Ph.D. Candidate in Information Systems, UMBC

Knowledge Representation and Knowledge Embeddings in Neurosymbolic AI

📅 April 05, 2024 ⏱️ 9 min read

Neurosymbolic AI

Neurosymbolic AI depends on a simple but deep question:

How should knowledge be represented, and where should it enter the neural system?

The first part is about knowledge representation. Do we represent knowledge as a graph, a logical rule, a program, or a symbolic expression?

The second part is about knowledge embedding. Once the knowledge is represented, do we put it into the data, the learned representation, the architecture, or the inference process?

These two choices shape what a neuro-symbolic system can learn, how it reasons, and how easy it is to inspect.

Overview of symbolic knowledge representations — Symbolic knowledge in neuro-symbolic AI can be represented as graphs, logic, programs, symbolic expressions, and other formal structures.

This article is based on the survey “Towards Data-and Knowledge-Driven Artificial Intelligence: A Survey on Neuro-Symbolic Computing” by Wang, Yang, and Wu.
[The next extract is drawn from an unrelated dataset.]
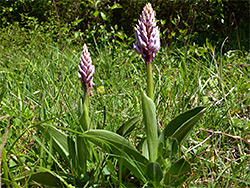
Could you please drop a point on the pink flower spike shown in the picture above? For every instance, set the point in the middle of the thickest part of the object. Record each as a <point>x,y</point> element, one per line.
<point>147,34</point>
<point>86,69</point>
The useful idea from the survey is that neuro-symbolic systems can be understood along two axes: the form of symbolic knowledge and the place where that knowledge is embedded.

Why Knowledge Representation Matters

Neural networks usually operate on vectors. Symbolic knowledge usually comes as structured objects: entities, relations, rules, programs, constraints, or expressions.

To combine them, we need a bridge.

That bridge matters because different representations support different kinds of reasoning. A knowledge graph is good for relational facts. Logic is good for rules and constraints. Programs are good for executable procedures. Symbolic expressions are good for algebra, equations, and structured generation.

Choosing the wrong representation can make a problem harder than it needs to be. Choosing the right one can make learning more efficient, explanations clearer, and predictions more consistent.

1. Knowledge Graphs

Knowledge graphs represent entities and relationships as a graph.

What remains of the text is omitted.